As Jane once observed, Suzanne’s Mom’s blog likes making connections between random unconnected matters.
This entry makes at least three connections, starting with a Malian colleague at work and ending with a biographer friend who was mentioned in a murder mystery.
To begin at the beginning, I joined my current organization about seven years ago and was “onboarded” with a young guy from Mali. Although he moved back to Africa after five years, we keep in touch, and naturally I have been distressed by the recent trouble in his homeland.
That is why an article by music critic Jim Fusilli in the the Wall Street Journal caught my eye. “To the musicians from Mali [in Paris], the attempt by terrorists associated with al Qaeda in the Islamic Maghreb (AQIM) to suppress music in their country’s north goes beyond politics and religion: It’s an offense to the soul of the nation, where music is more than entertainment, it’s essential to life.”
Fusilli says the musicians are “leveraging their international reputations as creators of the country’s often-inspired music, which ranges from brooding, spiritually minded tunes played on traditional African instruments to a fiery fusion of Afrobeat, rock, R&B and indigenous sounds. It’s a melting pot that absorbs the music of other cultures without losing its native identity.

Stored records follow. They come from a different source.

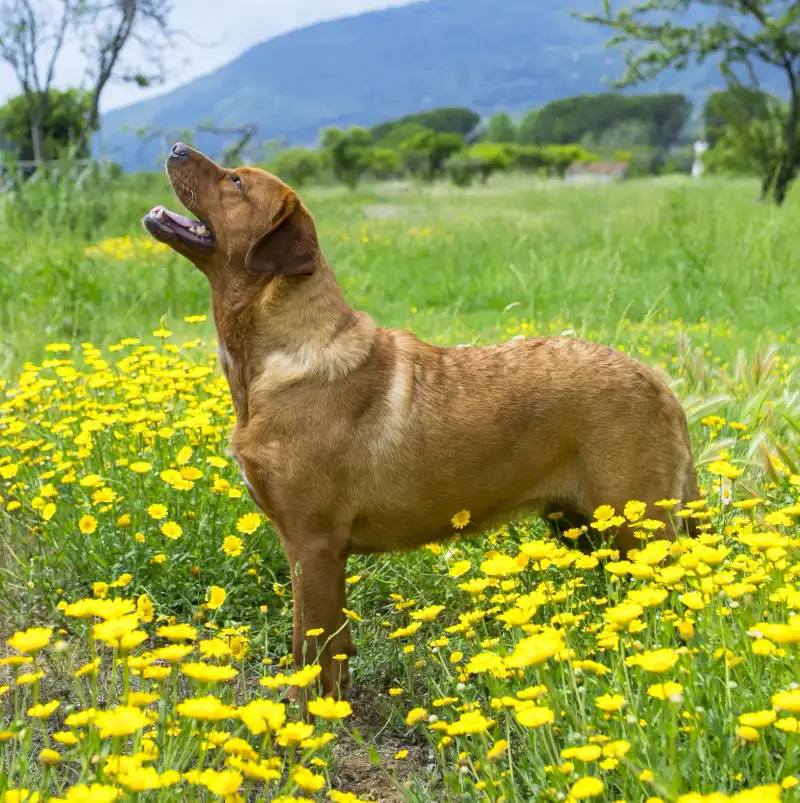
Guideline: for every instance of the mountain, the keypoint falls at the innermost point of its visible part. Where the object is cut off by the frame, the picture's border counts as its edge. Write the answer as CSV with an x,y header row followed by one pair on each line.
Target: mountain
x,y
489,55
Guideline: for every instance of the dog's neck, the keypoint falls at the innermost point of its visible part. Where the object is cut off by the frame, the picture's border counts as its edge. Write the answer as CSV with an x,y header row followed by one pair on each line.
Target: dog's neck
x,y
291,329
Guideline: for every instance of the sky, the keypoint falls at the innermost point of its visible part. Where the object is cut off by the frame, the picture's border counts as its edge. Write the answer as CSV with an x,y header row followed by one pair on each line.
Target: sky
x,y
211,40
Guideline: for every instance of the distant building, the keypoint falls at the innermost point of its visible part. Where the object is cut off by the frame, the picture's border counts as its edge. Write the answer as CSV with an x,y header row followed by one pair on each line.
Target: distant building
x,y
596,172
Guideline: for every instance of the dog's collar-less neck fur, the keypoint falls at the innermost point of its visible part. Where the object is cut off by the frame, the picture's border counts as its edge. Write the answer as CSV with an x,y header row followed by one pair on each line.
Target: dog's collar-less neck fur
x,y
259,346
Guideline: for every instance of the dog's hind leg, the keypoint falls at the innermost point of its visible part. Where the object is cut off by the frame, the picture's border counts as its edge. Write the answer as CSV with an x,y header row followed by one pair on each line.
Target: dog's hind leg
x,y
318,566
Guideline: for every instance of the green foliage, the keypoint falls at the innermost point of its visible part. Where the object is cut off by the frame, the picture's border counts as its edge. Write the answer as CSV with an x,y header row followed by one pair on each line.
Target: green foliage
x,y
735,107
659,119
663,34
425,154
298,166
501,128
348,152
384,163
447,120
395,135
66,113
480,160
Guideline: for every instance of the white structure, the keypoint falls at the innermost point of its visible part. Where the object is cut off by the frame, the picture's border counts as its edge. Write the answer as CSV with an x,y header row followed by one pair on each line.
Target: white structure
x,y
698,168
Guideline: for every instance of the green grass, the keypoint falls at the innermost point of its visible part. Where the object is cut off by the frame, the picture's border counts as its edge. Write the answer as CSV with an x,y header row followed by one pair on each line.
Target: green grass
x,y
470,263
695,277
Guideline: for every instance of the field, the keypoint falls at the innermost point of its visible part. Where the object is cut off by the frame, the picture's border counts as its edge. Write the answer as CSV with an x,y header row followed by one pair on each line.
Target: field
x,y
146,604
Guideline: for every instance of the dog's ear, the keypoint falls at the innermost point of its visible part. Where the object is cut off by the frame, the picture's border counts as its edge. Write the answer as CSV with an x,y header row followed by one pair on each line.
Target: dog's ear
x,y
289,247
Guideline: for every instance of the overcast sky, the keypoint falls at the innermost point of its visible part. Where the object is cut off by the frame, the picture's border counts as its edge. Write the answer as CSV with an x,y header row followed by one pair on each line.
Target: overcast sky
x,y
213,39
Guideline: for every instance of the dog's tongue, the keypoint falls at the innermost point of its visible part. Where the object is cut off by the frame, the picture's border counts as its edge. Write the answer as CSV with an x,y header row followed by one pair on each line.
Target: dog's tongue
x,y
181,220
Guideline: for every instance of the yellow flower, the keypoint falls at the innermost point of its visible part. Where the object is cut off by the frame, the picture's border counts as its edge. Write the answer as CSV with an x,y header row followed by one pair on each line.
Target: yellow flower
x,y
470,723
758,719
610,702
49,757
787,701
260,716
461,519
31,640
233,546
587,787
415,715
215,597
248,523
534,716
504,565
427,614
623,614
328,708
665,691
747,733
29,678
172,530
157,512
43,710
145,609
207,674
535,650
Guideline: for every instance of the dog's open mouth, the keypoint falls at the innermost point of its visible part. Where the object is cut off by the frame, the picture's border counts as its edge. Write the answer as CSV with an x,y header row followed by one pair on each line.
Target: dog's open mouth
x,y
170,227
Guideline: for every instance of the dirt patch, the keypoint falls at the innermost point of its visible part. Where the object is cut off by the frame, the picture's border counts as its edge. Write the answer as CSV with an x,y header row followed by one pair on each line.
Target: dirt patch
x,y
353,769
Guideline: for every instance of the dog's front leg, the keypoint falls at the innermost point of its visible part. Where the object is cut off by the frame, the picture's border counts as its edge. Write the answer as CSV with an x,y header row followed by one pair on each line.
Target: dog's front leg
x,y
318,587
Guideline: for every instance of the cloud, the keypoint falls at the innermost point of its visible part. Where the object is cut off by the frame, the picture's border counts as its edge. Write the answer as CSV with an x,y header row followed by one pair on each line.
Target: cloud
x,y
210,38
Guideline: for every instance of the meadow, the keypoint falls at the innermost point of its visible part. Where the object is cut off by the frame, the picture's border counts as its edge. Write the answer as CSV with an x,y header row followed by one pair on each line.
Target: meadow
x,y
146,607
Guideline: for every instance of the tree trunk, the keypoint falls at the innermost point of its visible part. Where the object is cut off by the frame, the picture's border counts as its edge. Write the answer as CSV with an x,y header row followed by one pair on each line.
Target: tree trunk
x,y
788,165
36,120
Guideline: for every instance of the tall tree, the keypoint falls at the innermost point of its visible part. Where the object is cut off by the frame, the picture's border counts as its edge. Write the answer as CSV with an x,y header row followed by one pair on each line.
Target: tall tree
x,y
66,112
742,35
501,129
32,35
110,30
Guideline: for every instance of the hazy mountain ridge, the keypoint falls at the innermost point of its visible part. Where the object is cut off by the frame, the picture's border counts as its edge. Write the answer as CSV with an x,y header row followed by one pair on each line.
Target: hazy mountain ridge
x,y
375,66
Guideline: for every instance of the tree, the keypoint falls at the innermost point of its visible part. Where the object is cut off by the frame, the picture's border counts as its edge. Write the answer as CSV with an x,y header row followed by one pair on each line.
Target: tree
x,y
30,43
297,166
574,119
233,152
501,129
732,107
426,153
742,35
64,116
348,152
447,120
32,36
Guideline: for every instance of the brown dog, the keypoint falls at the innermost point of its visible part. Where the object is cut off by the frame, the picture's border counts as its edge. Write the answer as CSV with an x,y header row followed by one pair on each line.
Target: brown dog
x,y
356,439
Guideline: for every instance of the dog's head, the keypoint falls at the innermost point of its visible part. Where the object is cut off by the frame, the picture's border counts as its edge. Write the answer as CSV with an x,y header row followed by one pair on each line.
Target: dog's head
x,y
251,227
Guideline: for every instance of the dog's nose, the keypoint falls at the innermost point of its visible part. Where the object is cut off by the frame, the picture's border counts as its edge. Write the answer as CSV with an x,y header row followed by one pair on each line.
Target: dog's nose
x,y
180,151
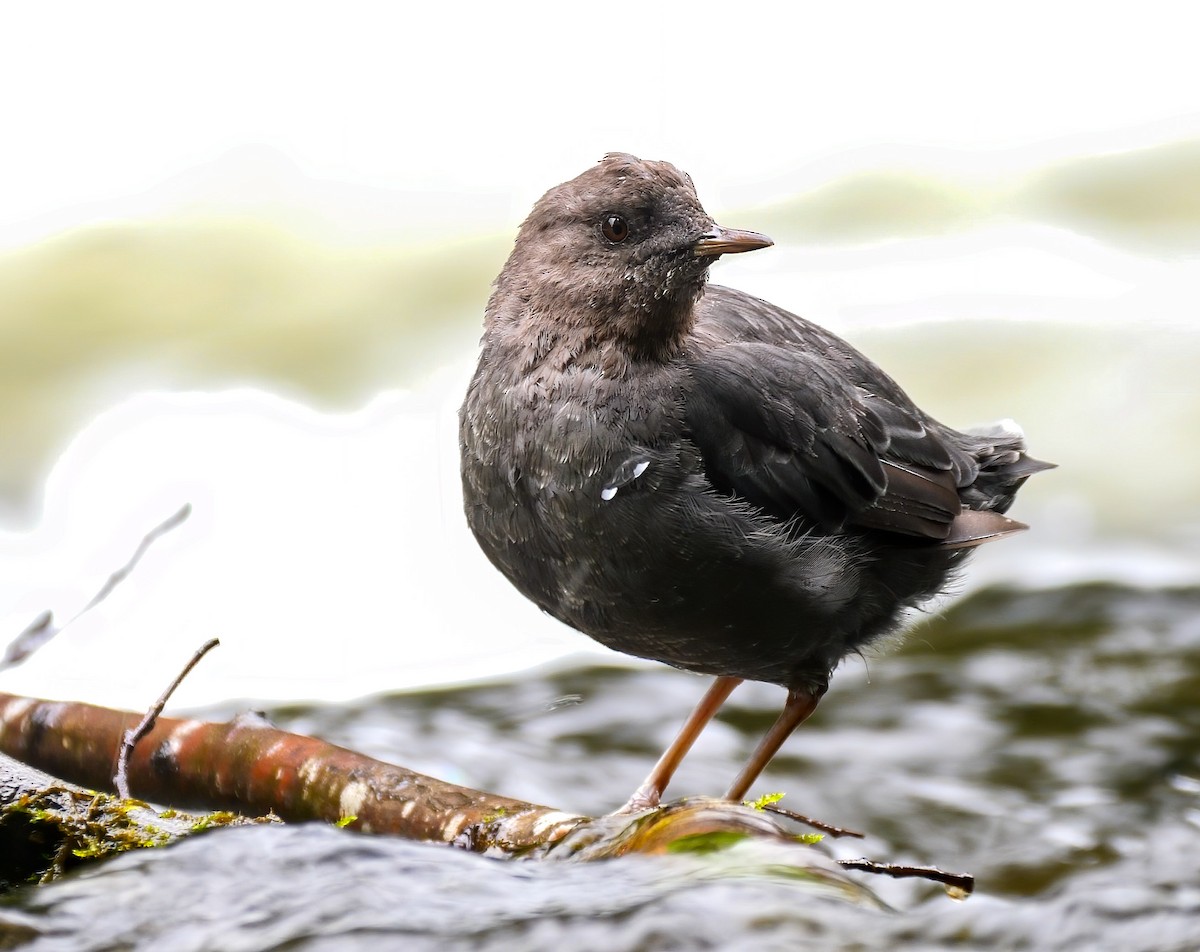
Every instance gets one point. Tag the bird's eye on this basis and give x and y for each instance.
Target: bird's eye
(615, 228)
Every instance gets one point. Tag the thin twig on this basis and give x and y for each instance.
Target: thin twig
(131, 737)
(42, 628)
(964, 881)
(833, 831)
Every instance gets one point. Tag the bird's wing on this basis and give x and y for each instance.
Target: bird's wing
(785, 431)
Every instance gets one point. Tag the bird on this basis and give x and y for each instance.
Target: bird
(690, 474)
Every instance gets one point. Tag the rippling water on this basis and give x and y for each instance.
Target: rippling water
(1042, 734)
(1045, 741)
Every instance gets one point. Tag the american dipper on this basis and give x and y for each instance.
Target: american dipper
(691, 474)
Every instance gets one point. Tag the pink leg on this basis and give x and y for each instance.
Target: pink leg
(801, 702)
(652, 788)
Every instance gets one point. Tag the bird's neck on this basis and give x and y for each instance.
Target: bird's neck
(611, 336)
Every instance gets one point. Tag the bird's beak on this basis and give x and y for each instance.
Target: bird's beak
(718, 240)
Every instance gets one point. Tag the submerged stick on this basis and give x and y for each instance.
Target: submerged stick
(131, 737)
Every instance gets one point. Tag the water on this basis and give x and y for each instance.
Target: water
(1042, 734)
(1045, 741)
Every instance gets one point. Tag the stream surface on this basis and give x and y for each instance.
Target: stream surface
(1045, 741)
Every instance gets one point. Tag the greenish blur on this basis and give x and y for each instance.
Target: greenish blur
(91, 316)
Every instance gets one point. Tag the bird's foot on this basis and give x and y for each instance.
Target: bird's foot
(646, 797)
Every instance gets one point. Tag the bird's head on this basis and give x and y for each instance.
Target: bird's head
(621, 251)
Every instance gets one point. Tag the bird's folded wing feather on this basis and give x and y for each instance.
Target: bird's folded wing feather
(786, 432)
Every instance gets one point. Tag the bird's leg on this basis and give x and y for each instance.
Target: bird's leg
(652, 788)
(801, 702)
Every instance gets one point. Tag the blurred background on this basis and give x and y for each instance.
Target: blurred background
(244, 256)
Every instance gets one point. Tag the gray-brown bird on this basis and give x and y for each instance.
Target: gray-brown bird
(690, 474)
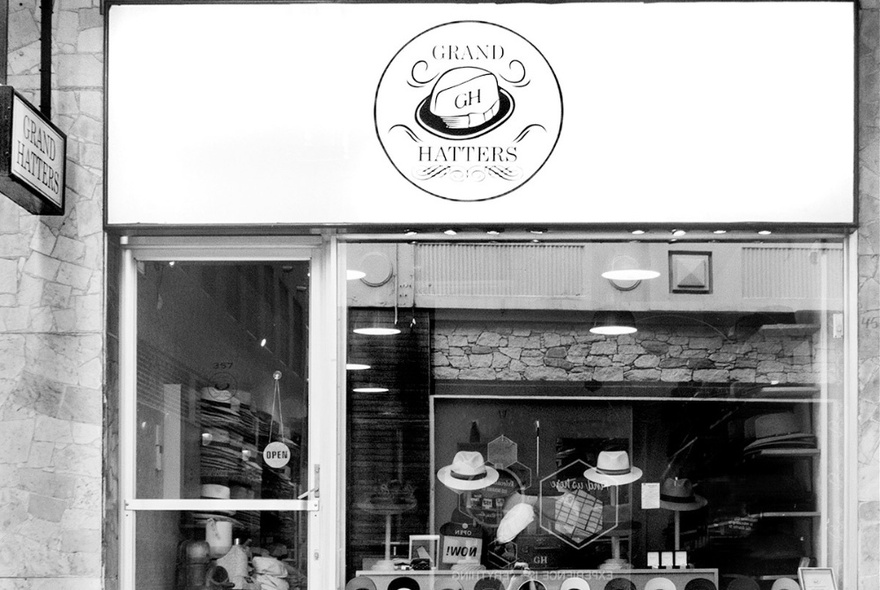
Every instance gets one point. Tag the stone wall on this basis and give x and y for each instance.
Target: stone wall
(869, 294)
(688, 353)
(52, 326)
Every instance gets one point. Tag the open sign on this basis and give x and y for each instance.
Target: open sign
(276, 454)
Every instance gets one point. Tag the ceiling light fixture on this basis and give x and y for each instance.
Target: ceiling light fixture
(374, 322)
(613, 323)
(626, 273)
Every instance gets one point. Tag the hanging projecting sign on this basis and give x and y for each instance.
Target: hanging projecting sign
(32, 156)
(487, 108)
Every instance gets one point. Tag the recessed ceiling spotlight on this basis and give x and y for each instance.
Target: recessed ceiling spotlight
(376, 331)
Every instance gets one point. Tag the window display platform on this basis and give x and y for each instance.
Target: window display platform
(644, 579)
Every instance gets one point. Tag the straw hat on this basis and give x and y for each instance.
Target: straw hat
(660, 584)
(575, 584)
(360, 583)
(678, 495)
(613, 469)
(514, 522)
(468, 471)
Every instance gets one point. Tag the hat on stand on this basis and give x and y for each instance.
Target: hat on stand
(678, 495)
(468, 471)
(613, 469)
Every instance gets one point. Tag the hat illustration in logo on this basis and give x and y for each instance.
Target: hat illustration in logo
(465, 102)
(678, 495)
(468, 471)
(613, 469)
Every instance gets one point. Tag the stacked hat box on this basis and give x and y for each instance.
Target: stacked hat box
(649, 579)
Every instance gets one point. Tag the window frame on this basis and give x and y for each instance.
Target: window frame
(320, 502)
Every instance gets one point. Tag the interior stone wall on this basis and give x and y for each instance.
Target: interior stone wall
(52, 323)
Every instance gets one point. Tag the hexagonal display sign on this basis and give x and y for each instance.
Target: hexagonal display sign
(575, 509)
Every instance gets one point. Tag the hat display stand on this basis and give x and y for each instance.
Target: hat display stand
(677, 495)
(613, 470)
(389, 503)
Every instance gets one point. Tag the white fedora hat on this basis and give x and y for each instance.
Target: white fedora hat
(613, 469)
(575, 584)
(468, 471)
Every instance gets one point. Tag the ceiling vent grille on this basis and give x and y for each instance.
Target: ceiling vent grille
(502, 270)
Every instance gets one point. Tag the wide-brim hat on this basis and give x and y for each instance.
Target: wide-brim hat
(575, 584)
(445, 127)
(437, 126)
(660, 583)
(514, 522)
(770, 425)
(468, 471)
(613, 469)
(678, 495)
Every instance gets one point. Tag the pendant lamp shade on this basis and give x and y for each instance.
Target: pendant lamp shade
(613, 323)
(374, 323)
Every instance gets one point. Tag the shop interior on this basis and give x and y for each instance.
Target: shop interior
(716, 403)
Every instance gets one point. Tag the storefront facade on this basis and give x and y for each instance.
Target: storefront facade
(499, 438)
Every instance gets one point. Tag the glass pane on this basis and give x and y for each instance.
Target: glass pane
(221, 378)
(189, 550)
(531, 421)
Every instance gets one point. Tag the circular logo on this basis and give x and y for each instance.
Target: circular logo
(223, 386)
(468, 111)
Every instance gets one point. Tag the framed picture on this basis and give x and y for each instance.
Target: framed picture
(817, 578)
(425, 546)
(690, 272)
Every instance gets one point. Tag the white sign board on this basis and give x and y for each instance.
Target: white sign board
(591, 113)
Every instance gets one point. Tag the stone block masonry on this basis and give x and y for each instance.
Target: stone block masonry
(52, 342)
(687, 353)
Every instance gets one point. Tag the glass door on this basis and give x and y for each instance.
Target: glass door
(219, 470)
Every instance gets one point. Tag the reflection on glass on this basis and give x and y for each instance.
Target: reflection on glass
(191, 550)
(211, 339)
(221, 383)
(522, 439)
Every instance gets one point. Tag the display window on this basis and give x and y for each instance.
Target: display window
(605, 415)
(219, 467)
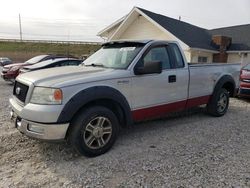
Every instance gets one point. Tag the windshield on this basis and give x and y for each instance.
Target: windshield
(35, 59)
(247, 67)
(117, 55)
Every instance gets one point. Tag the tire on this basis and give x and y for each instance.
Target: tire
(93, 131)
(219, 102)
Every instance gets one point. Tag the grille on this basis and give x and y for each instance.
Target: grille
(20, 91)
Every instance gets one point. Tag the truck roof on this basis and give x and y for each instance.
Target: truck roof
(126, 41)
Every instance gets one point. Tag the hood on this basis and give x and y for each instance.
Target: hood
(69, 75)
(13, 65)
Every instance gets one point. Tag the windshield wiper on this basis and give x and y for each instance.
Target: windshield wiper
(95, 65)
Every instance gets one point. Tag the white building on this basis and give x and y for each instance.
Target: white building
(230, 44)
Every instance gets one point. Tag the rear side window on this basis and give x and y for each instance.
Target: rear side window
(158, 54)
(179, 63)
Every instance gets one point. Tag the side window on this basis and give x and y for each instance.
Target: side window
(179, 63)
(158, 54)
(73, 62)
(64, 63)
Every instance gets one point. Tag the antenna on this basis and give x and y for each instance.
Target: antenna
(20, 28)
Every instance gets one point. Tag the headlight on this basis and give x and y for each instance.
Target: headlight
(14, 68)
(43, 95)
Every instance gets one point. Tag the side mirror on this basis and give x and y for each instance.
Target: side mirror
(149, 67)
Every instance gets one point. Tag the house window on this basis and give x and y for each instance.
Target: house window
(202, 59)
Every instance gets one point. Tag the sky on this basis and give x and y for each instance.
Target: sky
(81, 20)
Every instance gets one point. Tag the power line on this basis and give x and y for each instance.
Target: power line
(20, 27)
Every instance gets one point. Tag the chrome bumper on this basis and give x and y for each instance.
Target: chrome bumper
(39, 130)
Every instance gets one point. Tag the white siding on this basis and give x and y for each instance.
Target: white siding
(110, 32)
(142, 29)
(234, 58)
(196, 54)
(239, 58)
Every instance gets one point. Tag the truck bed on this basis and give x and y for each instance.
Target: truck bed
(203, 77)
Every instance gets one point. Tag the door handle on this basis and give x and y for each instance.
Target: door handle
(171, 78)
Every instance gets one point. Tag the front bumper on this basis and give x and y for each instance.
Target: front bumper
(40, 131)
(8, 76)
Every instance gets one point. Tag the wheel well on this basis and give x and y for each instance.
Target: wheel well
(229, 87)
(111, 105)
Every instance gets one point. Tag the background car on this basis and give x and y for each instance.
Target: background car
(52, 63)
(5, 61)
(245, 81)
(10, 72)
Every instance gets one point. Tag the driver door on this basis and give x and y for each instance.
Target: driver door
(152, 92)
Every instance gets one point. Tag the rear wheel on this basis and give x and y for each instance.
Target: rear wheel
(219, 102)
(94, 131)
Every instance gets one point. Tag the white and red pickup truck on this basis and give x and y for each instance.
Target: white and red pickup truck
(122, 83)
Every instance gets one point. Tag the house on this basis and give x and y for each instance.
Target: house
(228, 44)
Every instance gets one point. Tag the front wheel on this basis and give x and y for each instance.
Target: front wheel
(94, 131)
(219, 102)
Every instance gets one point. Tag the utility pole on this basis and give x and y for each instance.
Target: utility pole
(20, 28)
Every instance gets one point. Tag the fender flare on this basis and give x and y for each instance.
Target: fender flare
(222, 81)
(90, 95)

“On her next album, ‘Beautiful Africa’ (Nonesuch), out in the U.S. on April 9, the singer-songwriter Rokia Traoré sends a message of support to Mali’s women. In Bambara, English and French, she sings: ‘I want to hear your laughter. I admire your courage. I miss your smile.’ ” More.
Now, as it happens, Jim Fusilli, in addition to being a music critic, wrote a mystery series that I gobbled up, and in one novel I noted that the hero was reading a biography by a friend of mine. The biography was of John Quincy Adams, and when I told author Paul C. Nagel, he was delighted that JQA had made it into a mystery story.
So when I read that Fusilli would be at Kate’s Mystery Books, I squeezed through the holiday mystery-buying crowd and gave him Paul’s e-mail. And thus they were in touch.
And thus a colleague from Mali connects to the biographer of John Quincy Adams.